LIGHT OVERNIGHT RELEASES

Japanese real wages are still falling by -1.4% y/y as at September.

German industrial output recorded a more tepid rebound than expected in September. The rise of 1.3% m/m fell well shy of the 3% consensus and followed a -3.7% m/m drop in August (revised from -4.3%).

Sweden's krona is a class leader after stronger than expected CPI. October's reading was 0.3% m/m, tripling consensus and landing at a still modest 0.9% y/y. Underlying inflation ex-energy was 2.8% y/y (2.6% consensus). 

ONTARIO TO RELEASE BUDGET

Ontario releases its budget shortly after 1pmET today. Our two provincial economists will be covering and will send a note out by the evening. Here's what John Fanny and Mitch have to say about it. 
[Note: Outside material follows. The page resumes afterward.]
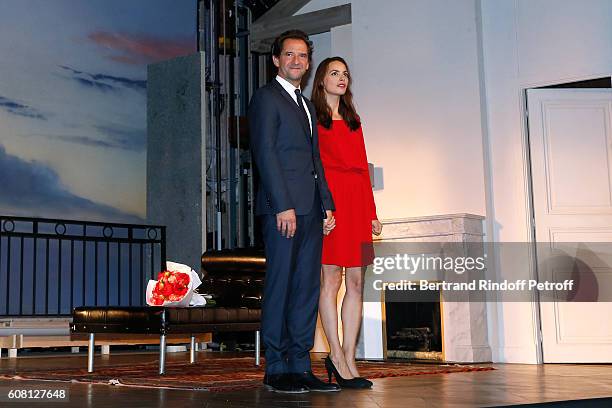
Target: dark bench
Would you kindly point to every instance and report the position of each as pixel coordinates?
(234, 279)
(163, 321)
The province’s 2024–2025 Public Accounts show a much smaller deficit of -$1.1 bn in FY25 (-0.1% of nominal GDP) compared to what was expected in the spring budget (-$6 bn, -0.5%), providing a stronger hand-off to the current fiscal year. In Ontario’s Q1 fiscal update, the deficit for FY26 was unchanged from Budget 2025 at -$14.6 bn (-1.2% of nominal GDP) but could change in the fall fiscal update. Ontario has already announced that it will include in its mid-year update an expansion of its GST rebate on new homes, to fully refund the 8% provincial portion of the HST for first-time homebuyers. This is a fairly narrowly scoped measure, which should be able to be absorbed with Ontario’s considerable forecast buffers that included $5 bn allocated for contingencies and reserves (2.3% of revenue) in FY26. Meanwhile, the economic backdrop for this year is proving more resilient than feared at the beginning of this year. The 2025 nominal GDP growth forecast in the Q1 fiscal update was 3.2%, marginally higher than 3.1% in the spring budget but below our September outlook of 3.5%.